Diventare adulti in un mondo che non cresce
Dove Wayward - Ribelli riesce a tratti a centrare il nocciolo è nella gestione degli adolescenti protagonisti, rinchiusi in quell'istituto correttivo degli orrori e degli errori, mentre il mondo esterno - a cominciare da figure genitoriali troppo ciniche e assenti per essere effettivamente credibili - o ignora volutamente o ne è consapevolmente complice.

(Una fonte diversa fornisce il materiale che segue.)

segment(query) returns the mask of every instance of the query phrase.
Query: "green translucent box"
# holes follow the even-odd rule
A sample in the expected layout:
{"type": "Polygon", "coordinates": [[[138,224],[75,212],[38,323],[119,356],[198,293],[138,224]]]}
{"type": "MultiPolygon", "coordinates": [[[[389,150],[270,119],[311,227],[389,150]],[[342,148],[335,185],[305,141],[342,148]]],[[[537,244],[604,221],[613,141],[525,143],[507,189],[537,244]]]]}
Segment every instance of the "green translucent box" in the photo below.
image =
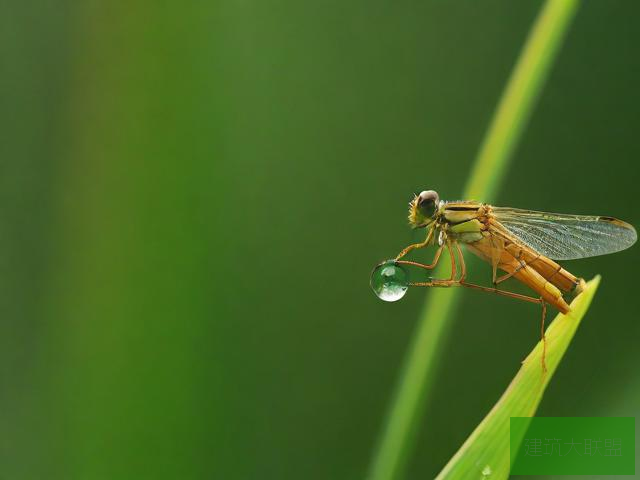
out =
{"type": "Polygon", "coordinates": [[[636,472],[634,417],[511,417],[510,447],[512,475],[636,472]]]}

Legami in divenire, alcuni dei quali appena introdotti e altri troncati quando non dovevano, con l'amicizia tra Leila ed Abbie che vorrebbe farsi centro emotivo del racconto, salvo scadere in situazioni risapute e improbabili, puntata finale in primis.

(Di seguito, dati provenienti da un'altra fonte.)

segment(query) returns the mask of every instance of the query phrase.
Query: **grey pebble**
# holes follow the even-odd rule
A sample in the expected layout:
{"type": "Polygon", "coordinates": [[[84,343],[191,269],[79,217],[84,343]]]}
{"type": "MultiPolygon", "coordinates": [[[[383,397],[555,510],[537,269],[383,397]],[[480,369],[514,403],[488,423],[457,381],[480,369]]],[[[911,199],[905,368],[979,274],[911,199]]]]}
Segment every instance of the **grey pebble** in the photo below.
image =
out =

La serie moltiplica le sottotrame e le figure secondarie in modo quasi compulsivo, ma dimentica di approfondirne le psicologie e l'epilogo è tutto fuorché risolutore, lasciando anzi fin troppe incognite anche senza essere dichiaratamente aperto a potenziali proseguimenti.

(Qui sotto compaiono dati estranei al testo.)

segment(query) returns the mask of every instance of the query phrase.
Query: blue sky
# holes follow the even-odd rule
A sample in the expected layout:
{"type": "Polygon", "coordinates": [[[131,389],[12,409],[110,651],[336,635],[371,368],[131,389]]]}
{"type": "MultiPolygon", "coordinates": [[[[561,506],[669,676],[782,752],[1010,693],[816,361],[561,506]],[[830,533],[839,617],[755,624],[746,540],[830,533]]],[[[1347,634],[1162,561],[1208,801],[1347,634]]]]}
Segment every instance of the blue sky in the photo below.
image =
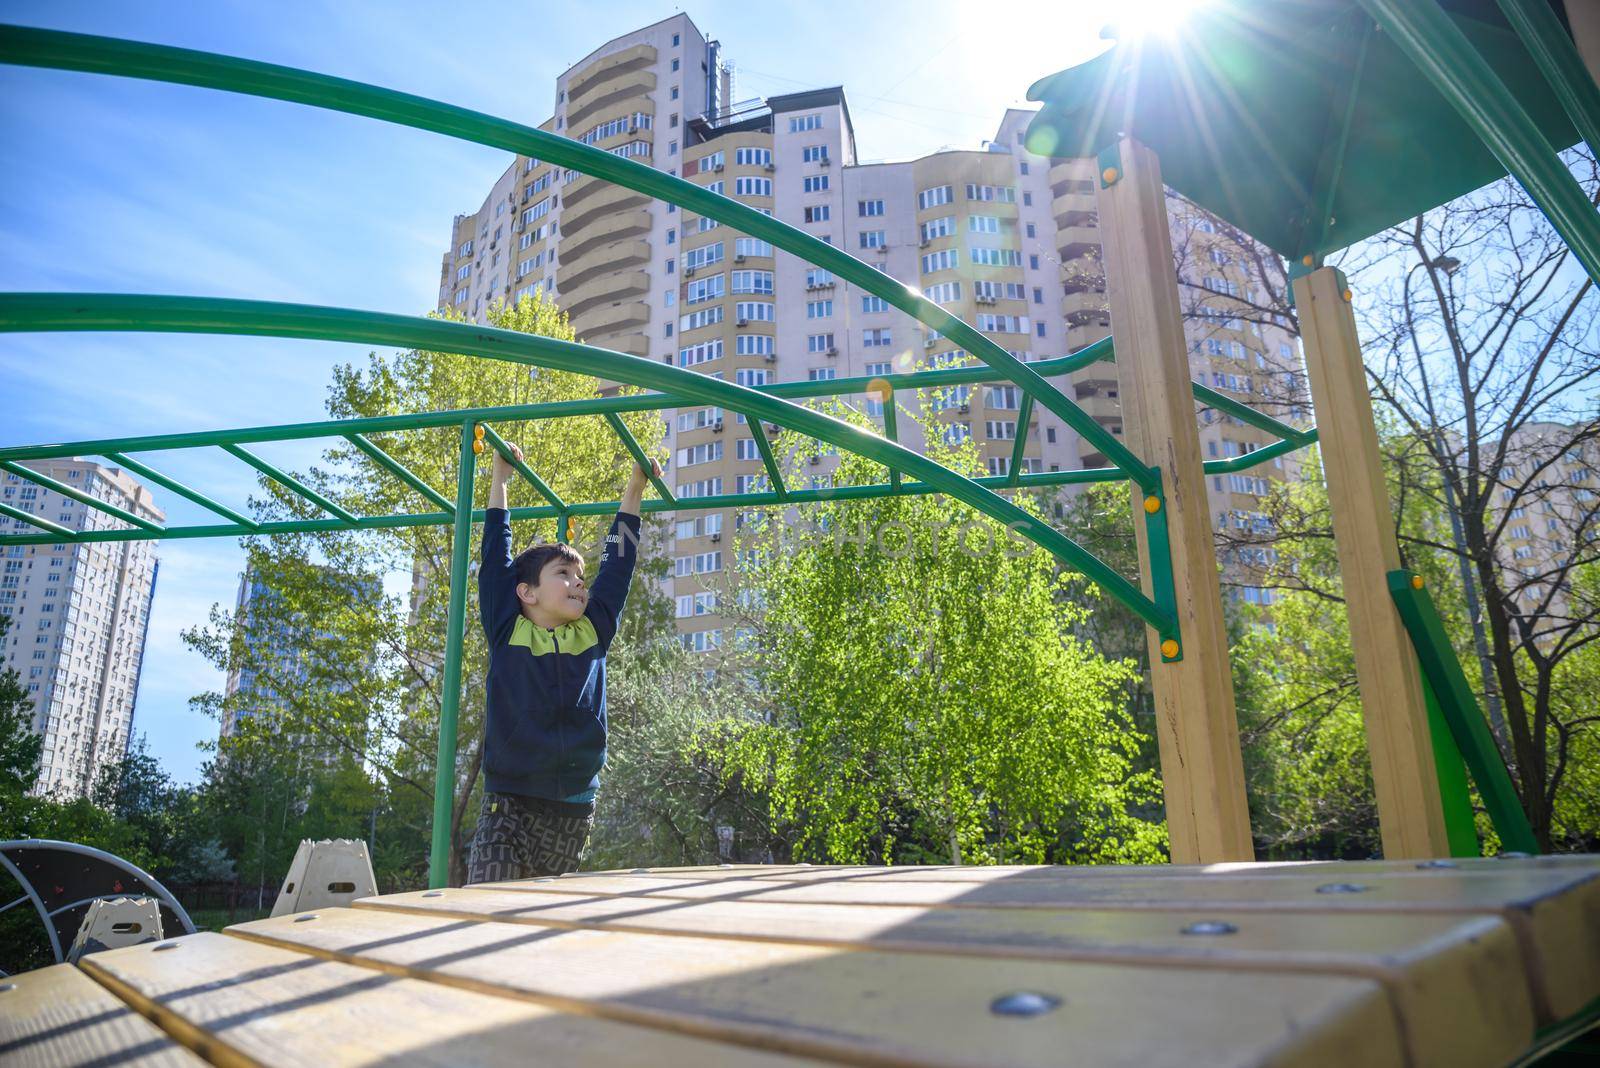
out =
{"type": "MultiPolygon", "coordinates": [[[[970,3],[139,4],[7,2],[0,20],[229,53],[537,124],[556,76],[611,37],[679,10],[719,38],[735,99],[842,84],[863,159],[971,147],[1035,78],[1093,55],[1115,5],[1024,3],[980,28],[970,3]],[[603,11],[603,17],[596,17],[603,11]],[[1029,28],[1024,28],[1029,27],[1029,28]]],[[[420,314],[450,220],[506,155],[273,101],[0,67],[0,290],[187,293],[420,314]]],[[[0,444],[316,419],[352,346],[137,334],[0,335],[0,444]]],[[[309,447],[262,448],[302,466],[309,447]]],[[[162,470],[240,506],[254,481],[216,450],[162,470]]],[[[209,521],[172,494],[173,523],[209,521]]],[[[221,679],[179,637],[231,605],[242,554],[160,546],[135,730],[181,781],[216,724],[189,698],[221,679]]]]}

Creata da Mae Martin, comica canadese che si dichiara non binaria e che qui interpreta il personaggio del giovane poliziotto prossimo a diventare padre, Wayward - Ribelli vorrebbe coniugare istinti più drammatici e tensivi ad altri sopra le righe e di deriva ironica e satirica, ma non riesce a trovare il giusto equilibrio tra le due anime.